A documentary by Chris Paine that denounces the reasons electric cars were wiped off the map after their promising start in the 90s. It describes who was to blame for their disappearance.
It tells the story of General Motors EV1, the first high-performance electric car marketed in 1996. Six years later, General Motors decided to take it off the market despite its high demand.
An electric car with more than 20 years, with a range of 257 km, 140 hp, with energy recovery when braking … a car at the level of some that are now on the market.
1,117 units were sold, at a price of 399 dollars per month, with a duration of 3 years and 48,000 km. In 2001 General Motors recalled all the cars.
About 300 public chargers were installed in California, free to use, which recharged the batteries to 6.6kW and 220 volts in 45 minutes.
In this great documentary, manufacturers, legislators, engineers, consumers and advocates of electric cars are interviewed and investigated, reaching conclusions that will not leave you indifferent.

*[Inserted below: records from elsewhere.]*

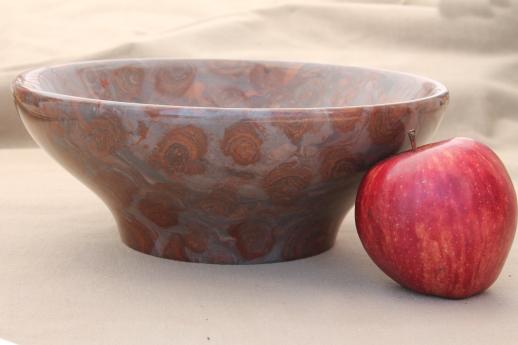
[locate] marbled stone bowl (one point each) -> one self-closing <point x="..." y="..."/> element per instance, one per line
<point x="224" y="161"/>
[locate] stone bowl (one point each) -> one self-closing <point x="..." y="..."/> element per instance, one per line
<point x="219" y="161"/>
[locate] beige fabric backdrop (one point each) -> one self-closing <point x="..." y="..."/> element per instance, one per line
<point x="65" y="278"/>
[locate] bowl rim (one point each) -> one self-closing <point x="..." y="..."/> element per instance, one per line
<point x="20" y="83"/>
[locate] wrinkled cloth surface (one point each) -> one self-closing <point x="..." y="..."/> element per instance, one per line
<point x="65" y="277"/>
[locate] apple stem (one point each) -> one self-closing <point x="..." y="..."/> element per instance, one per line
<point x="411" y="136"/>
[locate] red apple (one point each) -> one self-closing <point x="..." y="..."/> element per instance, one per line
<point x="439" y="219"/>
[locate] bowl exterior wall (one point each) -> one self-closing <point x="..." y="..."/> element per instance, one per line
<point x="234" y="187"/>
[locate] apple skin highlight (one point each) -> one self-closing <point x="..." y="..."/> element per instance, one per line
<point x="439" y="219"/>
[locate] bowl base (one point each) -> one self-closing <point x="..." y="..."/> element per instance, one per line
<point x="253" y="246"/>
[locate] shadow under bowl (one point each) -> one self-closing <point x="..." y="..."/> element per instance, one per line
<point x="221" y="161"/>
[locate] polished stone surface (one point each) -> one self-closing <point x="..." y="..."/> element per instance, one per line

Electric cars, although it may seem otherwise, are not a recent innovation. They have been around for as long as there are cars with internal combustion engines. First made in the 1880s, they gained popularity in subsequent decades for their ease of use, and for being less smelly and noisy than their gasoline counterparts. Despite this, its popularity waned with the numerous developments that made gasoline cars a more affordable and practical option.
Engine: Electric 102 kW (134 hp) at 7,000 rpm.
A weight of 1,400 kg with lead-acid batteries or 1,319 kg with N-MH batteries.